Mais recentemente, não satisfeita com o traumático incidente do meu membro superior direito, decidi brincar com a mandíbula e fui ao dentista arrancar um siso. Não tinha nada melhor para fazer, estar de férias às vezes é complicado. Quanto à minha visita ao consultório, gostei muito, realmente a adrenalina de ter nas gengivas uma miniatura dos vários instrumentos habitualmente usados para derrocar estradas, muda uma pessoa. Já para não falar daquele saborzinho a sangue, ideal para seres canibais ou fãs de arroz de cabidela. Sinceramente, acho que só não faleci porque, durante o processo, a dentista disse que era desta que escrevia um texto no blog sobre ela e para fazer isso dava algum jeito sobreviver. Enfim, obrigada, mãe natureza, pela bênção da inutilidade, se não for pedir muito, acelera lá aí a cena da evolução e acaba com os sisos e os pelos desnecessários, que arrancamos juntamente com um bocadinho da alma. E já agora, trata também do apêndice, irrelevante stock no mercado negro do tráfico de órgãos.

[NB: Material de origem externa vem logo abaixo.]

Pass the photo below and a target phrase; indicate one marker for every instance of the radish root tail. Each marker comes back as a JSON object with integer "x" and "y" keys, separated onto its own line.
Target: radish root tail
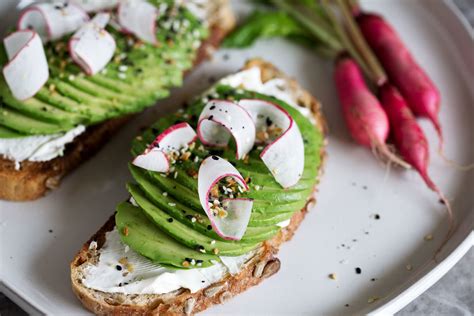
{"x": 450, "y": 219}
{"x": 453, "y": 163}
{"x": 385, "y": 152}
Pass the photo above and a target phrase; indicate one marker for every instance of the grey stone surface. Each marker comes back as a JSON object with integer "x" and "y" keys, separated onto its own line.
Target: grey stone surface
{"x": 451, "y": 296}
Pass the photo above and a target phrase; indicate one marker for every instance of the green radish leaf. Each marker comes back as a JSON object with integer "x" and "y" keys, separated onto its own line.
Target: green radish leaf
{"x": 265, "y": 25}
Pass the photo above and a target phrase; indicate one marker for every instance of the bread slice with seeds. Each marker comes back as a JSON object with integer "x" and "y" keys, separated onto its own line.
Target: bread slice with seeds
{"x": 35, "y": 179}
{"x": 260, "y": 266}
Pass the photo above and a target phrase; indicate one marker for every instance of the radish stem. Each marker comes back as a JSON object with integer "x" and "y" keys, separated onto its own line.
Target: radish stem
{"x": 314, "y": 24}
{"x": 344, "y": 38}
{"x": 377, "y": 73}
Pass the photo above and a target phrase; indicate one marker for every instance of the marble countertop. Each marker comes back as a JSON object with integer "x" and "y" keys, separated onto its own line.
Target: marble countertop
{"x": 452, "y": 295}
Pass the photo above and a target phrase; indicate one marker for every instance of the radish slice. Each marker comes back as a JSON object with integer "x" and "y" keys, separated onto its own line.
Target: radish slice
{"x": 27, "y": 70}
{"x": 95, "y": 6}
{"x": 284, "y": 156}
{"x": 237, "y": 211}
{"x": 156, "y": 156}
{"x": 219, "y": 119}
{"x": 92, "y": 47}
{"x": 139, "y": 18}
{"x": 52, "y": 20}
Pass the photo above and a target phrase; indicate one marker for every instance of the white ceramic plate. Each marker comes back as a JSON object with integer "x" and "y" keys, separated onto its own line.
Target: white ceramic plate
{"x": 339, "y": 235}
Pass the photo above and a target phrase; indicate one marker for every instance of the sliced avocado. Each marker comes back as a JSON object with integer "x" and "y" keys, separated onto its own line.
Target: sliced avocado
{"x": 142, "y": 235}
{"x": 27, "y": 125}
{"x": 183, "y": 234}
{"x": 9, "y": 133}
{"x": 190, "y": 217}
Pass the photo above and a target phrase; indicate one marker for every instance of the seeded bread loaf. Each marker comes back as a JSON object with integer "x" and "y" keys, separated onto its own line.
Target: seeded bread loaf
{"x": 181, "y": 302}
{"x": 35, "y": 179}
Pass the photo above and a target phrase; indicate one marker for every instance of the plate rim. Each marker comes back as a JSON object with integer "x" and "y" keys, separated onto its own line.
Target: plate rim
{"x": 406, "y": 296}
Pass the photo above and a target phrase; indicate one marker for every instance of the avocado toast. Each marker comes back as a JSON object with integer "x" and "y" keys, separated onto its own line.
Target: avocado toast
{"x": 88, "y": 110}
{"x": 189, "y": 266}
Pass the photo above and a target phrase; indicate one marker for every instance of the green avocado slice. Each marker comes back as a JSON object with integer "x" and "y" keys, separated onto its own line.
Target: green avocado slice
{"x": 137, "y": 76}
{"x": 195, "y": 219}
{"x": 168, "y": 199}
{"x": 26, "y": 124}
{"x": 183, "y": 234}
{"x": 148, "y": 240}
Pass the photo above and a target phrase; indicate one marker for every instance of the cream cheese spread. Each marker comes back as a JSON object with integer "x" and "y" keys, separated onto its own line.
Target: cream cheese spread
{"x": 250, "y": 79}
{"x": 149, "y": 278}
{"x": 38, "y": 147}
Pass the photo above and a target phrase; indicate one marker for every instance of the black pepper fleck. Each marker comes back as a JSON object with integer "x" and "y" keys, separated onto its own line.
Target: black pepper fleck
{"x": 268, "y": 121}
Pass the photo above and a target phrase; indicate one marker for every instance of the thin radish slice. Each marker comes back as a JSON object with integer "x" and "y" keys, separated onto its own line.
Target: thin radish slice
{"x": 221, "y": 118}
{"x": 95, "y": 6}
{"x": 139, "y": 18}
{"x": 52, "y": 20}
{"x": 27, "y": 70}
{"x": 230, "y": 216}
{"x": 284, "y": 156}
{"x": 157, "y": 156}
{"x": 92, "y": 47}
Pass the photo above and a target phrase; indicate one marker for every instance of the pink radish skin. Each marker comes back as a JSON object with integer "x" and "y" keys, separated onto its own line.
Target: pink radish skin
{"x": 410, "y": 139}
{"x": 403, "y": 71}
{"x": 365, "y": 118}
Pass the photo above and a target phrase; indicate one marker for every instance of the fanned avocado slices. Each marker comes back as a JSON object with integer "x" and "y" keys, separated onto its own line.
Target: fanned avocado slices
{"x": 137, "y": 76}
{"x": 168, "y": 204}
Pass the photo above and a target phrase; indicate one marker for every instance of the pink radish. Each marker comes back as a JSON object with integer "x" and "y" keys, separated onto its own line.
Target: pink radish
{"x": 403, "y": 71}
{"x": 365, "y": 117}
{"x": 410, "y": 139}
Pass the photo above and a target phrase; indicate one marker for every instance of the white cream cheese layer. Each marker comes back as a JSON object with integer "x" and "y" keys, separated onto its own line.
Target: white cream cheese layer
{"x": 38, "y": 147}
{"x": 149, "y": 278}
{"x": 140, "y": 276}
{"x": 250, "y": 79}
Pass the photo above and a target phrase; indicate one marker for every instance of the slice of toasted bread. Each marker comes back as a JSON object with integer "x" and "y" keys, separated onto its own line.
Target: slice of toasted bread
{"x": 259, "y": 267}
{"x": 35, "y": 179}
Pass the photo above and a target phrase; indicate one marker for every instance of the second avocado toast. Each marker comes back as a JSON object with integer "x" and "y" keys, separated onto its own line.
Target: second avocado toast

Aproveito para reclamar dos vizinhos que decidiram dar uma de Miley Cyrus, edição 2013 e destruir a casa toda. Partir chão só na pista de dança, não de uma forma literal quando estão pessoas a tentar estudar no andar de baixo. E é isto, não partam ossos, chão, óculos nem corações, de resto é ir bebendo leitinho porque o cálcio faz bem.
Inês,
agradecida por já estar livre da cara de lego insuflado.